As for the date on which prejudgment interest should begin to accrue, courts have taken different approaches. Where a transfer is found to be constructively fraudulent, some courts have awarded prejudgment interest beginning from the time demand is made or an adversary proceeding initiated, see, e.g., Murray v. Louisiana State Univ. Foundation (In re Zohdi), 234 B.R. 371, 385 (Bankr. M.D. La. 1999); Floyd v. Dunson (In re Ramirez Rodriguez), 209 B.R. 424, 434 (Bankr. S.D. Tex. 1997); Pereira v. Private Brands, Inc. (In re Harvard Knitwear, Inc.), 193 B.R. 389, 399 (Bankr. E.D.N.Y. 1996); Shape, Inc. v. Midwest Engineering, Inc. (In re Shape, Inc.), 176 B.R. 1, 3 (Bankr. D. Me. 1994), while other courts have awarded prejudgment interest from the date of the transfer. See, e.g, Kendall v. Sorani (In re Richmond Produce Co., Inc.), 151 B.R. 1012, 1022 (Bankr. N.D. Cal. 1993), aff'd, 195 B.R. 455 (N.D. Cal. 1996); Bucki v. Singleton (In re Cardon Realty Corp.), 146 B.R. 72, 81 (Bankr. W.D.N.Y. 1992). Other than its overly narrow portrayal of case law, Universal has offered no reason why the bankruptcy court abused its discretion in awarding prejudgment interest from the date of the constructively fraudulent transfers in this case.

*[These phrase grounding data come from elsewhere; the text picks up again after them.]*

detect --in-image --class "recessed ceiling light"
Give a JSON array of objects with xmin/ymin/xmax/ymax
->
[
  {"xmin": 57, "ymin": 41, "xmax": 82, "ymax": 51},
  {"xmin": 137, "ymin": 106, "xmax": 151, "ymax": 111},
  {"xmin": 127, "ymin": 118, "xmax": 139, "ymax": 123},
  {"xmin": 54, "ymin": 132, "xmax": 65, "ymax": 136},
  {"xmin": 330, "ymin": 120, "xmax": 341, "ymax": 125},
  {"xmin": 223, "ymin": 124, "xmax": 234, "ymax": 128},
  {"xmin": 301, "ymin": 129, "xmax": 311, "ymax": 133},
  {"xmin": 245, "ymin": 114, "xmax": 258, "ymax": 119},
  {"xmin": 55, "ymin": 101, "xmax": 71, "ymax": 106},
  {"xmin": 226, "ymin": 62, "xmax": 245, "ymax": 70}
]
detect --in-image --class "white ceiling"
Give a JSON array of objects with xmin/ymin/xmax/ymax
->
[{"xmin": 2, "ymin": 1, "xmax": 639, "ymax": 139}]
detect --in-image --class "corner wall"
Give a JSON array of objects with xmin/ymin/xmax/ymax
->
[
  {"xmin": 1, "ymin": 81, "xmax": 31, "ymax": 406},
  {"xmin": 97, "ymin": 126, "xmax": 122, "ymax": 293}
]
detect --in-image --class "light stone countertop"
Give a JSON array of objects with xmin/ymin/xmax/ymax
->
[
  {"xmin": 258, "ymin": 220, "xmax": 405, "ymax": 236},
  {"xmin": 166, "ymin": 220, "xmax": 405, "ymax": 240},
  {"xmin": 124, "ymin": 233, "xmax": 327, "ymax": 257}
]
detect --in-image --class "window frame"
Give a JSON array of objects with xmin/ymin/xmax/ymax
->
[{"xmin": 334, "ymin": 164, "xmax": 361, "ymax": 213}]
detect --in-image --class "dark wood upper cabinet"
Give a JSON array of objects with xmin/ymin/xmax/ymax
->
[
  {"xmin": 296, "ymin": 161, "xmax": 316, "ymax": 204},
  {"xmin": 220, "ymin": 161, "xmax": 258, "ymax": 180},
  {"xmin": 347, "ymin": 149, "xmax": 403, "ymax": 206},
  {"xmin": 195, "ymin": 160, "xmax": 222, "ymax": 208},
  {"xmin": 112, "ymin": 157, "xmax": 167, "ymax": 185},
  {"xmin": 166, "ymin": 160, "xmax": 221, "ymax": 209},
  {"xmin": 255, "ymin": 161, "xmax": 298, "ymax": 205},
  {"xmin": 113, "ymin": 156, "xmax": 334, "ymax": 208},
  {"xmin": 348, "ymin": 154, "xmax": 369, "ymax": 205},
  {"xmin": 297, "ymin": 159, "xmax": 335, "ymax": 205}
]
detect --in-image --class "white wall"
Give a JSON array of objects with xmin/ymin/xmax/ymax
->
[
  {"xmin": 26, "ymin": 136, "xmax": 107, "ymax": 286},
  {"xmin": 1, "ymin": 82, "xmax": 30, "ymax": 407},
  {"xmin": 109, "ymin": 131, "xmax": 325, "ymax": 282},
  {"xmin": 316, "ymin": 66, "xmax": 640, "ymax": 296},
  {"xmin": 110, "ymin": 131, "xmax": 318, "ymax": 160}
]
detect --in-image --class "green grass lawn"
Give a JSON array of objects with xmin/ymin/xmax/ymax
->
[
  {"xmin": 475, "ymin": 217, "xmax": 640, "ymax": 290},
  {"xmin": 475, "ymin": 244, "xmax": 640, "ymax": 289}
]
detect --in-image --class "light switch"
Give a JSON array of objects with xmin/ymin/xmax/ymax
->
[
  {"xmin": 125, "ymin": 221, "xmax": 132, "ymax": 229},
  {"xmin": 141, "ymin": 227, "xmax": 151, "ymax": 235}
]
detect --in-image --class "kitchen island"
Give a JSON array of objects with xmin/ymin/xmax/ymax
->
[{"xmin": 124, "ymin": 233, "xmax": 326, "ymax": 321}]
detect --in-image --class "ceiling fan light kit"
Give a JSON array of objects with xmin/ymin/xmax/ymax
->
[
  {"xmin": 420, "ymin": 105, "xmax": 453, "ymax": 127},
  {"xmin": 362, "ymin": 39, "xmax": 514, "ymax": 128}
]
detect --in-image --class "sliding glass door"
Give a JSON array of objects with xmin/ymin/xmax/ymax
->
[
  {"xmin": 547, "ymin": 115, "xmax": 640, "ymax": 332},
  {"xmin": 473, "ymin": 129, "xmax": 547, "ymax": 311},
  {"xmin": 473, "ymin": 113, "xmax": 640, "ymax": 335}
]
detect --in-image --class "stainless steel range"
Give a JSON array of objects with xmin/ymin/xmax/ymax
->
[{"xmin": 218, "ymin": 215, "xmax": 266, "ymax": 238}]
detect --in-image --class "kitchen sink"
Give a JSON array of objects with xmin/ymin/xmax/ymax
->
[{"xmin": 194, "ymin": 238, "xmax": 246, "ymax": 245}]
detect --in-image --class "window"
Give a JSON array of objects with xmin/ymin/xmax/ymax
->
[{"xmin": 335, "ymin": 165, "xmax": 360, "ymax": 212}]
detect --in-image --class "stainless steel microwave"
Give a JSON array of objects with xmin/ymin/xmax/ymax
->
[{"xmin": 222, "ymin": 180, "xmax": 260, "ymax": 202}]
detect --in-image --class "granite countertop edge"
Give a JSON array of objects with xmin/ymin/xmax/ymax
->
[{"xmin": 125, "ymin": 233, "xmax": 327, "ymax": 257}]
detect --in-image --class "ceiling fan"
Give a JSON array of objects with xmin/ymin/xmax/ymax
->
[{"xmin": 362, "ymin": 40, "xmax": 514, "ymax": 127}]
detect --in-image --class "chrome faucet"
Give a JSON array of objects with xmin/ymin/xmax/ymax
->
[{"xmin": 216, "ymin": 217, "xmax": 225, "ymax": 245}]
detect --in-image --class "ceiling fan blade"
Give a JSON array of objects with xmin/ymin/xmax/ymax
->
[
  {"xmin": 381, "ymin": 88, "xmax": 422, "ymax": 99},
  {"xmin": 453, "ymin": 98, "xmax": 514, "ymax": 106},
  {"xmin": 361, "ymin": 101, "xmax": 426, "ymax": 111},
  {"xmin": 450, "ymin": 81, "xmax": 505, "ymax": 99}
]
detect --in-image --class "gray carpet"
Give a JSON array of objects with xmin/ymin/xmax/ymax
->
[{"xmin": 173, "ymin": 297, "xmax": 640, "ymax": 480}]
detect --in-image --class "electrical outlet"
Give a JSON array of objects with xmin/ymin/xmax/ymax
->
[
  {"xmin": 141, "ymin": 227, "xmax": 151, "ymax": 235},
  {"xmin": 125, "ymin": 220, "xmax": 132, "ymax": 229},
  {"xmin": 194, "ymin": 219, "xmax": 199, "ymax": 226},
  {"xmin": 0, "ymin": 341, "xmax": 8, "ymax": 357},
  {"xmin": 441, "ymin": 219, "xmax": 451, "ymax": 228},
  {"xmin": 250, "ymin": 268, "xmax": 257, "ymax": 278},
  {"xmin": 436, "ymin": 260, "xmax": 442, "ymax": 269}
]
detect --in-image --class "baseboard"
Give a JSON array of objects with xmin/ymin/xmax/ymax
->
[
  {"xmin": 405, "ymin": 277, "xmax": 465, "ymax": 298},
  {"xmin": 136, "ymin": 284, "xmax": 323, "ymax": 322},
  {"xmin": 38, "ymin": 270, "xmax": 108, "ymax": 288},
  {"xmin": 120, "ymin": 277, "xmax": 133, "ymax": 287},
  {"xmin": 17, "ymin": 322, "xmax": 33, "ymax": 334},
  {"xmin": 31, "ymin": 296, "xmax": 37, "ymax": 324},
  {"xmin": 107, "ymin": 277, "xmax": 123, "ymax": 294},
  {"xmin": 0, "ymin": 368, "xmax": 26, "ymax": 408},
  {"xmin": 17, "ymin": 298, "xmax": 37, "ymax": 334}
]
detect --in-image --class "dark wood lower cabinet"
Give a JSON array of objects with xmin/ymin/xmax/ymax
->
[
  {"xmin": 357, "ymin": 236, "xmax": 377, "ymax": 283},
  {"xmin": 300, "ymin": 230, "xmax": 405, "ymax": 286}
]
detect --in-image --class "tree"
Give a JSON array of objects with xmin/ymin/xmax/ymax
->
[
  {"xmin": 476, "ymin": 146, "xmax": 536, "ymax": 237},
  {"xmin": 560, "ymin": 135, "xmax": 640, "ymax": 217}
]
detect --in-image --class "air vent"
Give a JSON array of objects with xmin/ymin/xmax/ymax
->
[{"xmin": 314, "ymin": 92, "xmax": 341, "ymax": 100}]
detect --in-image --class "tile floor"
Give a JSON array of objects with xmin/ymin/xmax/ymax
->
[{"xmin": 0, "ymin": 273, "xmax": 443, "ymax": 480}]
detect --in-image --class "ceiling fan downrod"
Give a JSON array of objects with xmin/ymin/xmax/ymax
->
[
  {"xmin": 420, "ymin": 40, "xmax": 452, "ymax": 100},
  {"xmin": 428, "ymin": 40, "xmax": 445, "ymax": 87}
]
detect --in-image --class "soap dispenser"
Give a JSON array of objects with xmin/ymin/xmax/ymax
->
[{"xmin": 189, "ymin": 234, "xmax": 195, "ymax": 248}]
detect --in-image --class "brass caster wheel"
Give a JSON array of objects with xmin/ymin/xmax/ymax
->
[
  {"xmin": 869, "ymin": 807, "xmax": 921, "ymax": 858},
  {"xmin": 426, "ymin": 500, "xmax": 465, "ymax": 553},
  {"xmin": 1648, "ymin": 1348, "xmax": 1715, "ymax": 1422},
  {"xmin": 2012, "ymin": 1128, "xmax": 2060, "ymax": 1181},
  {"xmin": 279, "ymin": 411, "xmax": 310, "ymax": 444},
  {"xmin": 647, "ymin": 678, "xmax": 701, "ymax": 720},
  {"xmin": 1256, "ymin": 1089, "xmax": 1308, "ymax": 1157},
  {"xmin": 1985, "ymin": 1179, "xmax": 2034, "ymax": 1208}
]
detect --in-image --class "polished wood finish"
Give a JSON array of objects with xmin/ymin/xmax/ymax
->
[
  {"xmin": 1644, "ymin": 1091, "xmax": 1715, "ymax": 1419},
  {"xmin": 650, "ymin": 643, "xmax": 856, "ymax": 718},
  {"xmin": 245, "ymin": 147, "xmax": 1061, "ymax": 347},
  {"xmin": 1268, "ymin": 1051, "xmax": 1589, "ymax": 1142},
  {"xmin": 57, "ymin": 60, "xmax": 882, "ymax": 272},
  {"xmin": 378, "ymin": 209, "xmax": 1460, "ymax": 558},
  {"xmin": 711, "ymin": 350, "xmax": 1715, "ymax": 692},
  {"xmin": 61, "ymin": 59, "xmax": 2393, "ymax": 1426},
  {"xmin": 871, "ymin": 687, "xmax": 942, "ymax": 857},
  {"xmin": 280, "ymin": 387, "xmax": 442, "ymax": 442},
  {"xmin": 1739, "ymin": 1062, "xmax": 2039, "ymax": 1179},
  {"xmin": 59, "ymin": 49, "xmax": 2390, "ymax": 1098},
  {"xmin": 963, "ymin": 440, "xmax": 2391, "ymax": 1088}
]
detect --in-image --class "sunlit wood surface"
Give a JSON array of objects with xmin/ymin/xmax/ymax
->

Finally, the court summarily rejects Universal's contention that the bankruptcy court abused its discretion by basing its prejudgment interest award on the prime rate. See Gorenstein Enterprises, Inc., 874 F.2d at 436-37.
Conclusion
The judgment below is reversed to the extent that the bankruptcy court failed to consider the objective reasonableness of Universal's good faith under § 548(c), and to the extent that the bankruptcy court failed under § 550(a) to award Moglia the fair market value — as considered from the Debtor's perspective — of the spark plugs transferred to Universal. As explained above, these aspects of the bankruptcy court's holding may merely need to be clarified on remand. However, to the extent that the current language of the bankruptcy court's opinion reflects substantive inconsistencies with this court's analysis in these areas, the bankruptcy court may need to alter its corresponding conclusions. The bankruptcy court's judgment is affirmed in all other respects, This case is remanded for further proceedings consistent with this opinion.